5. The method for intelligent contract bytecode vulnerability detection based on large model simulation stack execution of claim 4, In the fifth step, the control flow analysis expert identity is configured for the large model to obtain a large model of the control flow analysis expert identity, the control flow graph CFG and the variable analysis result are input into the large model of the control flow analysis expert identity for control flow analysis processing to obtain the control flow analysis result, and the specific process is as follows: Fifthly, configuring a control flow analysis expert identity for the large model by using a Prompt engineering to the large model to obtain the large model of the control flow analysis expert identity; fifthly, identifying and obtaining a control flow analysis result by a large model of the data flow analysis expert identity according to the CFG of the control flow graph and the variable analysis result, wherein the specific process is as follows: Step five, step two, a large model of data flow analysis expert identity traverses all nodes and edges in the control flow graph CFG according to the control flow graph CFG and the variable analysis result, identifies an instruction sequence corresponding to the control structure, Fifthly, recording the control state of the related variable by the large model of the data flow analysis expert identity according to the instruction sequence corresponding to the control structure; And fifthly, generating a control flow analysis result by a large model of the data flow analysis expert identity according to the control state of the related variable, wherein the control flow analysis result is expressed as follows by a formula: In the formula, The control conditions are indicated to be such that, The associated instruction sequence representing the new control state, A characteristic of the sequence of instructions is represented, An identifier representing the associated variable, A control state transition mode representing a variable, a source code layer operation explanation corresponding to the control state change represented by a releas, Representing the type of control operation, and Then representing the actual control flow behavior and state change that occurs when the control conditions are satisfied.

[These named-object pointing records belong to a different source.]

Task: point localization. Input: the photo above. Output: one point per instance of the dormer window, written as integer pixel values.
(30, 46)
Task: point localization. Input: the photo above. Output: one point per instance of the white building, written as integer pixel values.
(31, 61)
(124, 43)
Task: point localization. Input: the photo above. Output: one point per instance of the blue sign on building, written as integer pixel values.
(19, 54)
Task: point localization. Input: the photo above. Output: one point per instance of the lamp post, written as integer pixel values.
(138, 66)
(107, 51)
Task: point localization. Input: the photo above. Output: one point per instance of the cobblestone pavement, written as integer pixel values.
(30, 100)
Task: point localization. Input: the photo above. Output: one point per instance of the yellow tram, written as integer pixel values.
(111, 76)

6. The method for detecting the leak of the intelligent contract byte code based on the large model simulation stack execution as claimed in claim 5, wherein in the step six, a variable state transition diagram is constructed according to the data flow analysis result and the control flow analysis result, and the specific process is as follows: step six, taking the target intelligent contract name as the root node of the variable state transition diagram, Step six, according to the data flow analysis result and the control flow analysis result, using all variables identified by the variable analysis as the primary independent variable nodes below the root node, each variable as a primary independent variable node, Step six, constructing a main branch of the variable state transition diagram based on the data flow analysis result, Step six, constructing the thin branches of the variable state transition diagram based on the control flow analysis result, Step six, constructing a variable state transition diagram according to the root node, the primary independent variable node, the main branch of the variable state transition diagram, the thin branch of the variable state transition diagram and the variable state transition diagram.

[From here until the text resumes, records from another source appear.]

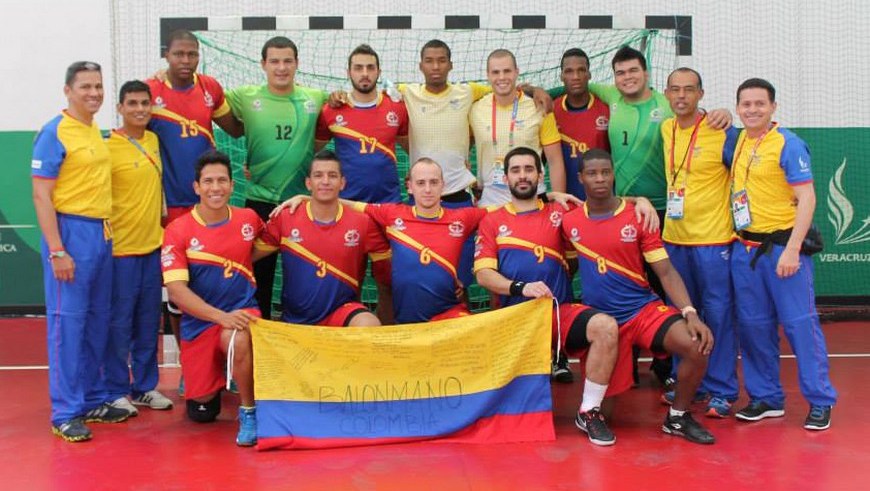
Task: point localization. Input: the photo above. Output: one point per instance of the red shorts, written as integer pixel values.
(562, 323)
(342, 316)
(172, 213)
(654, 318)
(452, 313)
(203, 364)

7. The method for detecting the leak of the intelligent contract byte code based on the large model simulation stack execution of claim 6, wherein the predictor in the seventh step comprises an input layer, a rule layer, a core processing layer and an output layer; The core processing layer comprises a feature extraction module and a rule matching module; inputting the variable state transition diagram into a predictor for vulnerability detection processing to obtain a vulnerability detection result, wherein the specific process is as follows: seventhly, inputting the variable state transition diagram to an input layer for standardization processing to obtain a standardized variable state transition diagram; Inputting the standardized variable state transition diagram into a feature extraction module, extracting the state transition feature of the variable by traversing nodes and edges in the diagram by a predictor, Inputting the state transition characteristics of the extracted variables into a rule matching module for matching treatment to obtain a matching result; and seventhly, outputting the matching result as a vulnerability detection result by the output layer.

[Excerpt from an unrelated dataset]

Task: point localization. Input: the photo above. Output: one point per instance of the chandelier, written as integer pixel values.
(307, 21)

8. The method for detecting the leak of the intelligent contract byte code based on the large model simulation stack execution according to claim 7, wherein in the step seven, the state transition characteristic of the extracted variable is input into a rule matching module for matching processing, so as to obtain a matching result, and the specific process is as follows: matching the state transition characteristics of the extracted variables with a preset loophole rule set in the rule layer, If a certain feature in the state transition features of the extracted variables meets the judging condition of a certain type of loopholes, marking that the corresponding type of loopholes exist in the contract, outputting a first matching result, The first matching result comprises a vulnerability type, a trigger variable, a state transition path and a vulnerability cause; If all the characteristics in the state transition characteristics of the extracted variables do not meet the judging conditions of a certain type of loopholes, outputting that the intelligent contract loopholes are not detected; The preset vulnerability rule set in the rule layer comprises a permission control defect vulnerability detection rule, an integer overflow vulnerability detection rule and a denial of service vulnerability detection rule.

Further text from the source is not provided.